往時の記憶を次々とよみがえらせるドリマトーン
森下さんへのインタビューは神宮球場近くのカワイ音楽教室で行われた。僕の目の前にはドリマトーンがある。さらに、森下さんは当時の譜面の数々を持参してくれている。当然、生演奏を聴きたくなるのが人情というもの。僕は調子に乗って、往年の名曲の数々をリクエストする。教室内の防音ブースは、急遽「森下弥生リサイタル」会場に早変わり。まずは思い出の『ライディーン』を弾いてもらった。音楽の力は偉大だ。森下さんが鍵盤を弾くと同時に、49歳の中年男性が一瞬にして10歳の少年に戻ってしまった。
若松勉、大杉勝男、大矢明彦、杉浦享、松岡弘、安田猛、梶間健一、鈴木康二朗、井原慎一郎、パラーゾ、スコット、ハーロー、ホーナー、デシンセイ、アイケルバーガー……、みんな思い出深い選手ばかりだ。武上四郎監督、土橋正幸監督はすでに物故者となってしまった。80年代は弱かったけれど、楽しい日々だった。90年代はノムさんのおかげで「勝つ喜び」を教えてもらった。森下さんは次から次へと懐かしい曲を弾いてくれる。聴衆は僕一人。何というぜいたくな時間なのだろう。
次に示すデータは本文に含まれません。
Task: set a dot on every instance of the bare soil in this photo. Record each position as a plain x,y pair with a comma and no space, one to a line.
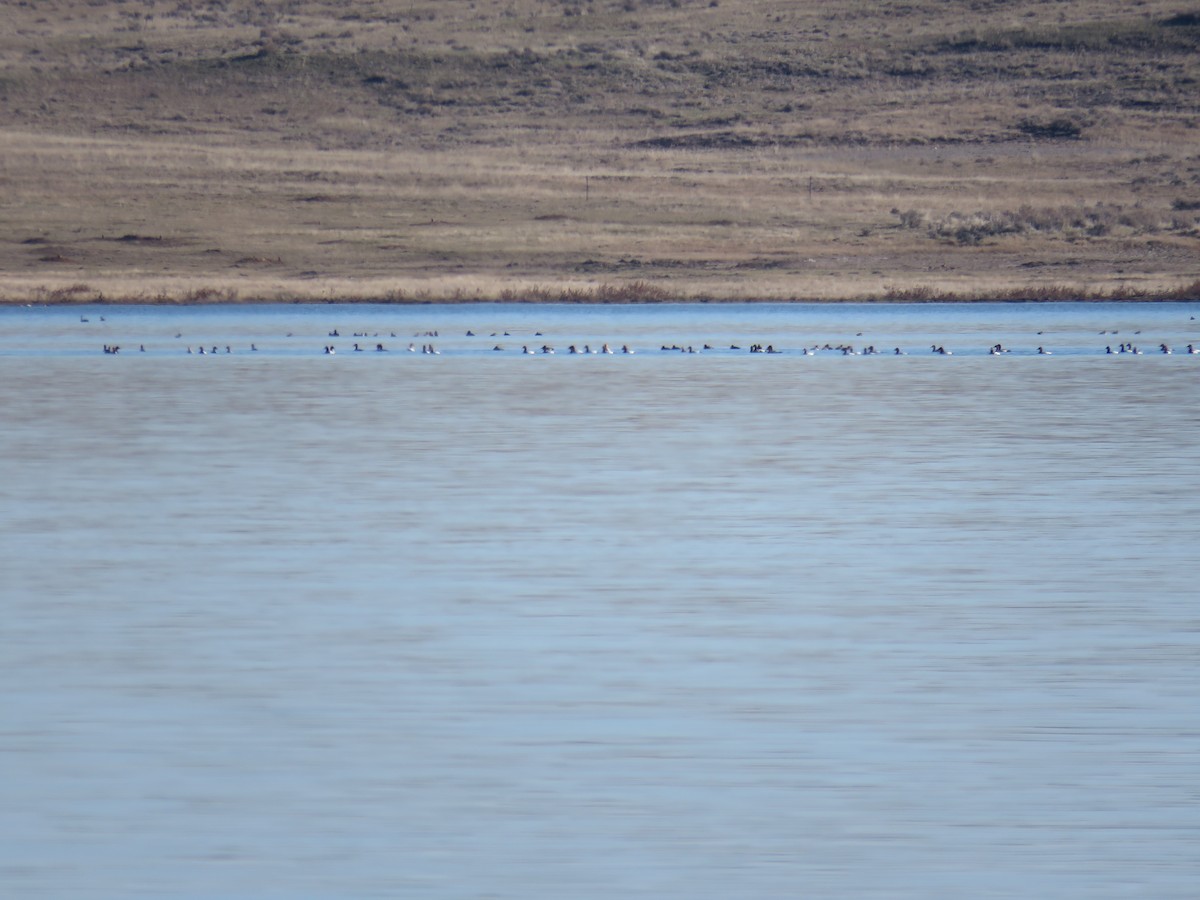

森下さんが神宮球場でドリマトーンを弾いていたのは、77年の秋から、20世紀が終わる2000年までだった。この間、強いときもあったし、弱いときもあった。それでも、神宮球場での日々はとても楽しかったという。
「荒木大輔さんなど、長年故障に苦しんできた選手が復帰してきたときの試合はとても感動的でした。あるいは、野村(克也)監督の時代は強いヤクルトを楽しませてくれました。現役時代の若松さんが打席に入れば、“若松さんなら何とかしてくれるだろう”という期待もありました。92年、西武との日本シリーズでは杉浦(享)さんや、秦(真司)さんのサヨナラホームランに我を忘れるほどの興奮を味わいました。ドラマチックな瞬間に立ち会うこともできたし、なかなか勝てなくて悔しい思いも経験しました。そうしたことのすべてが楽しかったです。20年以上も神宮球場の狭いブースから選手たちの姿を見つめることができたのは、私にとってかけがえのない思い出です」
現在の神宮球場にはドリマトーンのブースはない。先日のドリームゲームでは、事前に森下さんが録音した音源を使用したのだという。かつての場内演出の再現は多くのオールドファンを喜ばせたことだろう。50周年を迎えたヤクルトの歴史。間違いなく、森下さんもその歴史の一部だ。ドリマトーンによる演奏が神宮球場に響き渡ったこの一夜のおかげで、僕らはヤクルトファンであることに誇りを持てることとなった。本当に楽しく、幸せな一夜だった。僕はいまだに興奮冷めやらず、あの夜のことを思い返しては、ニヤニヤしている。